SEÇİMDEN SONRA ‘KIYAMET’…

2024’e girdiğimizden bu yana seçimle yatıp seçimle kalktık. Parti yöneticileri ve adaylar sahada söyleyeceklerini söyledi. Söz bitti sandık seçmenin önüne geldi. Bu süreçte çok şey yaşadık, çok şey gördük.

2024’e girdiğimizden bu yana seçimle yatıp seçimle kalktık. Parti yöneticileri ve adaylar sahada söyleyeceklerini söyledi. Söz bitti sandık seçmenin önüne geldi. Bu süreçte çok şey yaşadık, çok şey gördük. Yaşananları, olası sonuçlarını ve siyasi partilerin olası hamlelerini gözlemleyip bu köşede çözümleme yapmaya çalıştım. Yazıyı kaleme aldığımda sonuçlar henüz belli olmadığından gözlem ve çözümlemelerimizde ne kadar başarılı olduk, hep beraber göreceğiz.
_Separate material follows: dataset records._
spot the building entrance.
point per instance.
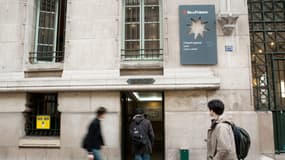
(153, 105)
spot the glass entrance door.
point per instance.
(153, 105)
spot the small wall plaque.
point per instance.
(140, 81)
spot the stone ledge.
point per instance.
(43, 142)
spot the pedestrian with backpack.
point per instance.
(142, 136)
(93, 140)
(220, 140)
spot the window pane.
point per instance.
(46, 36)
(152, 14)
(132, 2)
(151, 2)
(152, 49)
(45, 53)
(132, 49)
(132, 31)
(152, 31)
(47, 20)
(132, 14)
(48, 5)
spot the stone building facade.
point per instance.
(92, 72)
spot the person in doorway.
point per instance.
(142, 136)
(94, 139)
(220, 140)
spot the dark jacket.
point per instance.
(220, 141)
(147, 127)
(94, 139)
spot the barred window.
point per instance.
(142, 30)
(50, 26)
(42, 116)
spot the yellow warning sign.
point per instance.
(43, 122)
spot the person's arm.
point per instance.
(223, 140)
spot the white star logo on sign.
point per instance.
(197, 28)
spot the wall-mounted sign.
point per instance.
(43, 122)
(140, 81)
(229, 48)
(198, 39)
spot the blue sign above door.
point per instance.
(198, 38)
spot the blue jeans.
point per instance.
(142, 156)
(97, 154)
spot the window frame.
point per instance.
(142, 56)
(38, 12)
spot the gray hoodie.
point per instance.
(147, 127)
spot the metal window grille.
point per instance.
(49, 40)
(39, 105)
(267, 36)
(142, 30)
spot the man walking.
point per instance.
(142, 136)
(220, 141)
(94, 139)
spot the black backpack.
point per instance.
(138, 135)
(242, 140)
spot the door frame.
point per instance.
(124, 125)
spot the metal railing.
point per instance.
(142, 55)
(46, 56)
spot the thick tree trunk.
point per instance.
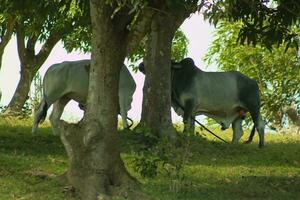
(30, 64)
(96, 170)
(156, 113)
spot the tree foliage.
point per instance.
(277, 72)
(263, 21)
(178, 52)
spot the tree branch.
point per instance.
(47, 47)
(9, 31)
(21, 42)
(140, 29)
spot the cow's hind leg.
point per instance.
(58, 108)
(237, 130)
(260, 127)
(187, 116)
(39, 115)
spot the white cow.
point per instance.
(223, 96)
(70, 80)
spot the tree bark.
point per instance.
(95, 166)
(156, 113)
(30, 64)
(5, 38)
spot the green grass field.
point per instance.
(30, 167)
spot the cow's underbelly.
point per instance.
(223, 116)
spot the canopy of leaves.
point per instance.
(264, 21)
(277, 72)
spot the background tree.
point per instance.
(277, 72)
(7, 22)
(263, 21)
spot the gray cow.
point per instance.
(70, 80)
(224, 96)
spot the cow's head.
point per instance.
(142, 67)
(184, 63)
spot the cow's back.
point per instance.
(66, 78)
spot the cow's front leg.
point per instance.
(189, 124)
(58, 108)
(237, 130)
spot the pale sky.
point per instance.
(198, 32)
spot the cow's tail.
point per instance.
(251, 135)
(131, 122)
(39, 115)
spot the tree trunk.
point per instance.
(30, 64)
(5, 38)
(27, 73)
(156, 113)
(95, 166)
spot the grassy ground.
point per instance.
(30, 165)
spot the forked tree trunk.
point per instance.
(156, 113)
(95, 167)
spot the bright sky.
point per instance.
(196, 30)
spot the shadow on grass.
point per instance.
(18, 139)
(248, 187)
(208, 152)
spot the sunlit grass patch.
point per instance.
(30, 166)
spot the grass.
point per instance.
(30, 165)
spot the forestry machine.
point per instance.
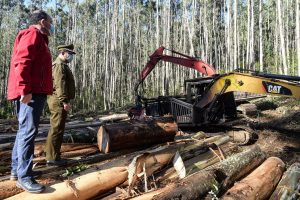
(211, 98)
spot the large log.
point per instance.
(114, 117)
(39, 148)
(133, 134)
(217, 178)
(259, 184)
(98, 182)
(195, 160)
(153, 159)
(83, 187)
(289, 185)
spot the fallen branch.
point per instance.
(259, 184)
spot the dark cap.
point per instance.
(68, 48)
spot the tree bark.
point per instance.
(261, 51)
(217, 178)
(65, 147)
(298, 34)
(260, 183)
(281, 33)
(131, 134)
(83, 187)
(288, 187)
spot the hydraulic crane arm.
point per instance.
(184, 60)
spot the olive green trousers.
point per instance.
(56, 132)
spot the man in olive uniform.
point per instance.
(59, 102)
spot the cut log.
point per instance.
(95, 183)
(134, 133)
(216, 178)
(65, 147)
(248, 109)
(114, 117)
(198, 160)
(242, 137)
(83, 187)
(259, 184)
(289, 185)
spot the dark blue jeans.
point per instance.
(28, 118)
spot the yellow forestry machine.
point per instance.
(208, 99)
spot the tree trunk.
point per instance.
(114, 117)
(288, 187)
(221, 176)
(260, 183)
(83, 187)
(281, 33)
(298, 34)
(131, 134)
(65, 147)
(261, 51)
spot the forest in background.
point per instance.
(113, 39)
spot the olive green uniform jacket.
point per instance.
(63, 92)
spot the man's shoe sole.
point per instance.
(13, 178)
(36, 191)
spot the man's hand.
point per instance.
(67, 106)
(26, 98)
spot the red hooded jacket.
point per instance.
(31, 65)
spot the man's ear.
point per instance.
(42, 21)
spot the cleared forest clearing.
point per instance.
(212, 159)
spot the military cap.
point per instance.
(68, 48)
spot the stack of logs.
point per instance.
(195, 168)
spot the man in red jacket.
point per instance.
(29, 83)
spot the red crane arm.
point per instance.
(184, 60)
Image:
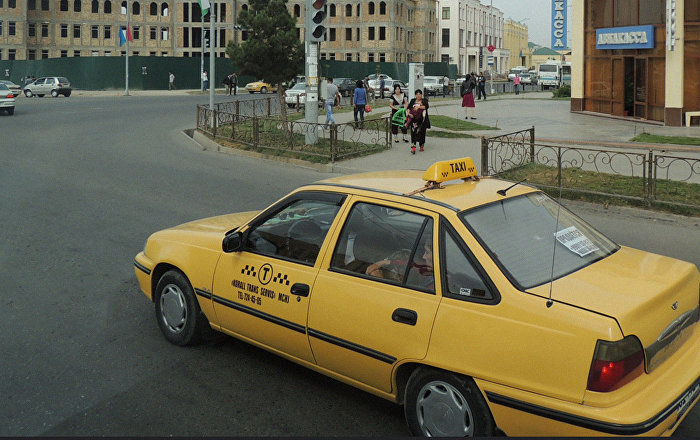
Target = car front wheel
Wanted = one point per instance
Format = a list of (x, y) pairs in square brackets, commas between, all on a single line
[(177, 310), (443, 404)]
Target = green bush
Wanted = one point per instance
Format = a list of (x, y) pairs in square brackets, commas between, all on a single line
[(562, 92)]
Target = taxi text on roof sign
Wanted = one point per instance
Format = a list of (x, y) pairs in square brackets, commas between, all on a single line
[(445, 170)]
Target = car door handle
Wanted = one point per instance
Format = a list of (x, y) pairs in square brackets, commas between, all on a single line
[(405, 316), (300, 289)]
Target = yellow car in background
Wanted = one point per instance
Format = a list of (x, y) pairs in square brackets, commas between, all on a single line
[(260, 87), (482, 306)]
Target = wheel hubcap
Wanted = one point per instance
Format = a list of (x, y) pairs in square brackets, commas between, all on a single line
[(443, 411), (173, 310)]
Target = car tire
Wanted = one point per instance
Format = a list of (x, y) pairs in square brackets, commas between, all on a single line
[(177, 310), (443, 404)]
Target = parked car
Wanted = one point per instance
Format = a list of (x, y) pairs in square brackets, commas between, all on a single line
[(48, 85), (346, 86), (481, 305), (290, 95), (14, 88), (432, 85), (260, 87), (7, 99)]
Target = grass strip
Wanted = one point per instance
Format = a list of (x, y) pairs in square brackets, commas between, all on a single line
[(659, 139), (615, 187)]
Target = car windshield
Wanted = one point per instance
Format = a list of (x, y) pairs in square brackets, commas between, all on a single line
[(534, 240)]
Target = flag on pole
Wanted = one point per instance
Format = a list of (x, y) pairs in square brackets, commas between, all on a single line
[(204, 6), (125, 35)]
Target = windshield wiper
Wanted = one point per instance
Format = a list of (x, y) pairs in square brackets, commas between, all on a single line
[(502, 192)]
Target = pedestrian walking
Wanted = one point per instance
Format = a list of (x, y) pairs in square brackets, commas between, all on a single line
[(481, 86), (205, 81), (399, 101), (467, 92), (331, 96), (359, 98), (418, 120)]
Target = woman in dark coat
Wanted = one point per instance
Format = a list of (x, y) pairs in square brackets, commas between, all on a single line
[(418, 120)]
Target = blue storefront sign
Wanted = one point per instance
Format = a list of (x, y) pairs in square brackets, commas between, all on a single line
[(559, 24), (630, 37)]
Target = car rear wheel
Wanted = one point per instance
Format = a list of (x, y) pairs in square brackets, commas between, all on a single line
[(443, 404), (177, 310)]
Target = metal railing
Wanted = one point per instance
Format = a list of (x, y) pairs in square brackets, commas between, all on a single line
[(270, 134), (652, 168)]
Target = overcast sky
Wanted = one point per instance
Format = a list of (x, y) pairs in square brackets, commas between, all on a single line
[(536, 14)]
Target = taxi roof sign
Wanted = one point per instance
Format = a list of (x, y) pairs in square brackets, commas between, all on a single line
[(445, 170)]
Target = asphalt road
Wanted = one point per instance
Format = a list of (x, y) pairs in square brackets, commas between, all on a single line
[(84, 181)]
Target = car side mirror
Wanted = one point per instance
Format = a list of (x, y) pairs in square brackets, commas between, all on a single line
[(232, 242)]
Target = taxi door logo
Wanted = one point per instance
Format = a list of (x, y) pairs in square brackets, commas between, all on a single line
[(265, 274)]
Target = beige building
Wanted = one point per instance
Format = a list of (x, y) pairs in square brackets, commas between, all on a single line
[(515, 39), (393, 30)]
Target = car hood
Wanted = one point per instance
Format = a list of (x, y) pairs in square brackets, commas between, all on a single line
[(645, 293), (207, 232)]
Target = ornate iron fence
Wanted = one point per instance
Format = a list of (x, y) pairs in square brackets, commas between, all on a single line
[(650, 171), (300, 139)]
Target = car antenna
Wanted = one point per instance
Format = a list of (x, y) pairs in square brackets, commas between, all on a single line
[(502, 192), (554, 252)]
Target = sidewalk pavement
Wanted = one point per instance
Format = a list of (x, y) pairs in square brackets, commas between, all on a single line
[(552, 119)]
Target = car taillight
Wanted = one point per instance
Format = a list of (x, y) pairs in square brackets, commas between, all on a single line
[(615, 364)]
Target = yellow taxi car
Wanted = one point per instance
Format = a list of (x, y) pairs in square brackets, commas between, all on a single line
[(480, 305), (260, 87)]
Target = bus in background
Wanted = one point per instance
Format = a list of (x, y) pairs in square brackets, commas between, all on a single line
[(554, 74)]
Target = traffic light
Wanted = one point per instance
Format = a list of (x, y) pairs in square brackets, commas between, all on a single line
[(316, 20)]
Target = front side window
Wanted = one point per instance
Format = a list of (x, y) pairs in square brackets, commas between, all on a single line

Bu yerel seçimi diğerlerinden ayıran en önemli özellik 2028’in provası niteliğindeki olması idi. Yüksek Seçim Kuruluna kayıtlı 61 milyon 441 bin 882 seçmenden ne kadarı sandık başına gitti, katılım ne kadar oldu ve bu katılımın önümüzdeki seçim için ne anlam taşıdığını 4 yıllık seçimsiz süreçte yaşayacağız. Ancak herkesin üzerinde mutabık kaldığı nokta ‘Seçimden sonra zorlu bir sürecin, amiyane tabirle bir kıyametin’ bizi beklediği yönündeydi. Bu zaten zor olan geçim şartlarını daha da zorlaşacağı, yükümüzün daha da ağırlaşacağı anlamına geliyor.
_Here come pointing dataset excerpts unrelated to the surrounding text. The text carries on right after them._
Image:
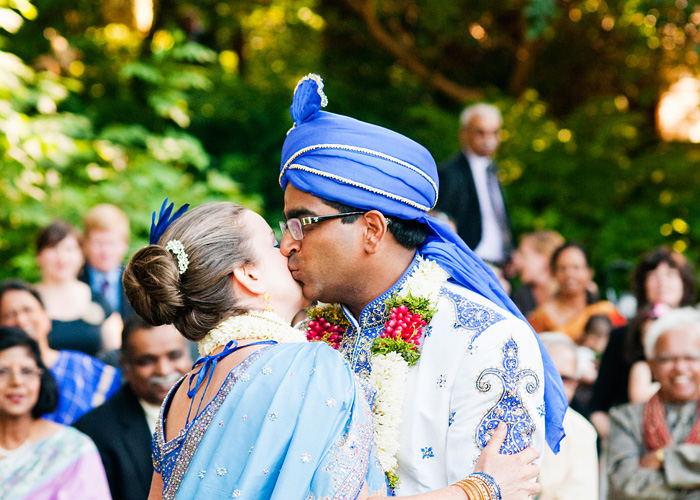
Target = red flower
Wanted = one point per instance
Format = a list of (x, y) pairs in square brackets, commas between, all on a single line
[(403, 325), (321, 329)]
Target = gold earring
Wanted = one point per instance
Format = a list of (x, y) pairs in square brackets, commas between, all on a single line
[(268, 307)]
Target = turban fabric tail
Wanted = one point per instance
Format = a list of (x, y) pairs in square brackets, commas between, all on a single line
[(341, 159)]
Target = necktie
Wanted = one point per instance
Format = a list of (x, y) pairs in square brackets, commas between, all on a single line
[(499, 208)]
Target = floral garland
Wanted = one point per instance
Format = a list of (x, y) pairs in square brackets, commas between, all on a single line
[(396, 349), (263, 325)]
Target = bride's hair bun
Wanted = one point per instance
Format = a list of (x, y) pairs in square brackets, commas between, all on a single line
[(152, 285), (214, 241)]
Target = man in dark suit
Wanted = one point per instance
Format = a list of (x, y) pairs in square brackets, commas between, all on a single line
[(153, 359), (106, 244), (469, 189)]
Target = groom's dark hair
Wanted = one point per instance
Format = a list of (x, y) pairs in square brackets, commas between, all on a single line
[(408, 233)]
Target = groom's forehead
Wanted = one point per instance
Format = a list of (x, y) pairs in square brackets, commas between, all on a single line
[(300, 203)]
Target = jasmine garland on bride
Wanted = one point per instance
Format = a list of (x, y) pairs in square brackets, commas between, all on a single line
[(264, 414)]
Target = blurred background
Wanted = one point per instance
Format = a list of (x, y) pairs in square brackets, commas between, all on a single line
[(131, 101)]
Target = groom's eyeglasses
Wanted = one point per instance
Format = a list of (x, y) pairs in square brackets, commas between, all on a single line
[(296, 225)]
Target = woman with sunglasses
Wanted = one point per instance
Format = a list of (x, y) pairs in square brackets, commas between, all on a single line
[(39, 459)]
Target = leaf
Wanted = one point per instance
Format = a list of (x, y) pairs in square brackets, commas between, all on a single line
[(141, 71)]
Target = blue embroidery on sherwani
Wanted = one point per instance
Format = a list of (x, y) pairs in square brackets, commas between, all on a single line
[(510, 407), (471, 316), (357, 342)]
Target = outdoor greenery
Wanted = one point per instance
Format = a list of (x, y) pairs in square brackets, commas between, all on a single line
[(195, 106)]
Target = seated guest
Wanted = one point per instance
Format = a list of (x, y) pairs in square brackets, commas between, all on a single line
[(663, 276), (39, 459), (81, 319), (653, 449), (153, 359), (591, 346), (531, 262), (106, 243), (573, 473), (83, 381), (571, 306)]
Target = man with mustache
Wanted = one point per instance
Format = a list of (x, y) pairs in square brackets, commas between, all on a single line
[(153, 359), (469, 187)]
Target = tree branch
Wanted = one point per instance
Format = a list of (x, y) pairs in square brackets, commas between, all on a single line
[(408, 58)]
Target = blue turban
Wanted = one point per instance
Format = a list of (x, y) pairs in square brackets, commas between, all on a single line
[(341, 159)]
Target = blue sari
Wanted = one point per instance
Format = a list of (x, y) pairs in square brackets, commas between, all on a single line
[(288, 423)]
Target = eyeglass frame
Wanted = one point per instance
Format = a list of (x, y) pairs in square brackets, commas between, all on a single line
[(24, 373), (305, 221)]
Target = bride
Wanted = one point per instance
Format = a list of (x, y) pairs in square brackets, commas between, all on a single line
[(264, 414)]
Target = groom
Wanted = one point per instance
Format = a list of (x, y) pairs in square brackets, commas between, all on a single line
[(356, 203)]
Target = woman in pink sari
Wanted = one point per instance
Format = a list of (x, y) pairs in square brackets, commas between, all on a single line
[(39, 459)]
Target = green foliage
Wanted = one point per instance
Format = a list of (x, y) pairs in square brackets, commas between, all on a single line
[(331, 313), (58, 163), (409, 352), (93, 111), (416, 305)]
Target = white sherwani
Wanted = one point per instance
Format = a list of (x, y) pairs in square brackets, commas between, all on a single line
[(479, 365)]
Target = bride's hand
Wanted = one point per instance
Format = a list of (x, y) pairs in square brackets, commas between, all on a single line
[(513, 473)]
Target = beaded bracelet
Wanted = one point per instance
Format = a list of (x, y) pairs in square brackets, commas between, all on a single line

Vatandaşlık görevimi yapmak için sabahın erken saatlerinde gidip oyumu kullandım. Yazımı yazmadan önce ise bir semt pazarına uğrayıp durum nedir diye görmek istedim. Şimdiden geçen haftaya göre bazı fiyatlarda küçükte olsa artış olduğunu gördüm. Kimse geleceğe yönelik iyimser değildi. Seçimden sonra dolardan Avro’ya, benzinden mazota, vergilerden hayat pahalılığına kadar neredeyse her alanda zam yağmurunun başlayacağını ve her alanda kıyametin kopacağını, sosyal olaylarda artış yaşanacağı konusunda hemfikir idi.
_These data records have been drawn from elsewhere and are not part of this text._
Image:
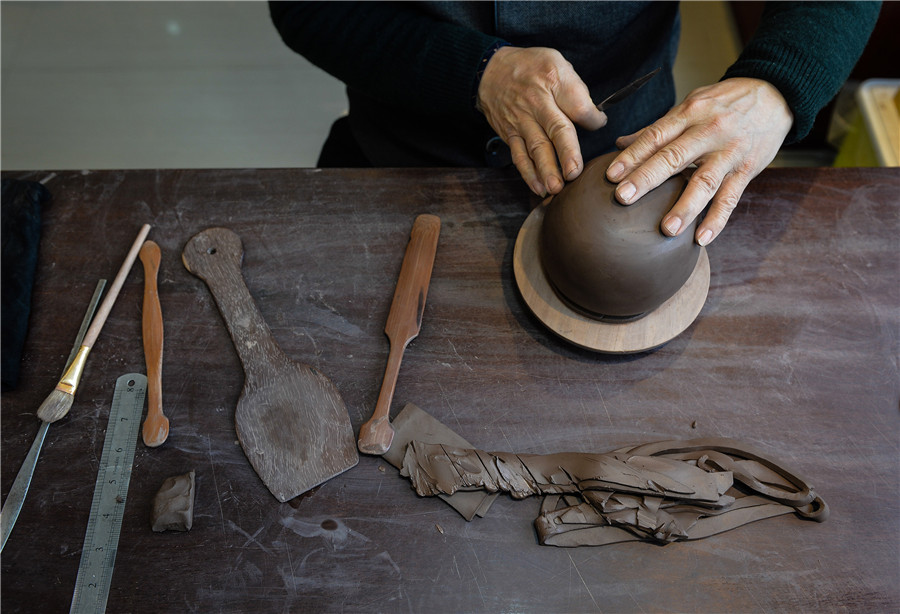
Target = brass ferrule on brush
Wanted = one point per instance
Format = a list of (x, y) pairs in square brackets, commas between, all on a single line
[(69, 381)]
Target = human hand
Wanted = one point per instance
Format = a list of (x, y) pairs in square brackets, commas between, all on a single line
[(731, 130), (532, 97)]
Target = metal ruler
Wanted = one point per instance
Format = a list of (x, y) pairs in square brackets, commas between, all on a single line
[(101, 540)]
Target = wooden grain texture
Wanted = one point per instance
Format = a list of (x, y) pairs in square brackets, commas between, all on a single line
[(795, 352), (403, 325), (290, 419), (156, 425)]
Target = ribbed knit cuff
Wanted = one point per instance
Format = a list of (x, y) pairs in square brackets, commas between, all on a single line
[(460, 77), (482, 65), (800, 78)]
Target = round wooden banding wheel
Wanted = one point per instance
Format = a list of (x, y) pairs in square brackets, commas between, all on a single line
[(650, 331)]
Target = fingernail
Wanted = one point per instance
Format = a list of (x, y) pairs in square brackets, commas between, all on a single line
[(672, 224), (615, 171), (626, 191)]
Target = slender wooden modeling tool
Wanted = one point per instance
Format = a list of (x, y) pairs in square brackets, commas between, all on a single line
[(16, 497), (60, 400), (290, 419), (156, 425), (403, 325)]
Bende bu görüşe katılıyorum. Çok zorlu bir süreç bizi bekliyor. Bunun işaretlerini propaganda döneminde net bir şekilde gördük. 22 Yıllık iktidarını anketlere dayalı ve seçmene bir şeyler vererek başarılı kılmış AK Parti, başta emekliler olmak üzere çok zor şartlarda yaşamlarını sürdüren emekçilere bir şey veremedi. Kulislere yansıyan bilgiye göre bunda Hazine ve Maliye Bakanı Mehmet Şimşek ile Cumhurbaşkanı Yardımcısı Cevdet Yılmaz’ın etkili olduğu yönünde. Ekonomistler de bu bilgiyi doğruluyor. Çünkü kasada para kalmadı, çünkü yıllardır süre gelen savurganlık sonucu ülke iflasın eşiğine geldi.

SAVAŞ TAMTAMLARI

Zorlu bir süreç bizi bekliyor dedik. Bu zorlu süreci dış etkenler ve dış politikada izleyeceğimiz adımlar daha da etkileyecek. Rusya’da IŞİD’in ülkemizde de etkili olan Horasan kanadının üstlendiği terör saldırısında 150’ye yakın kişi yaşamını yitirdi, yüzlerce kişi yaralandı. Saldırı sonrası Rusya sessizliğe büründü. Rusya’yı ve Putin’i bilenler bu sessizlikten korkuyor.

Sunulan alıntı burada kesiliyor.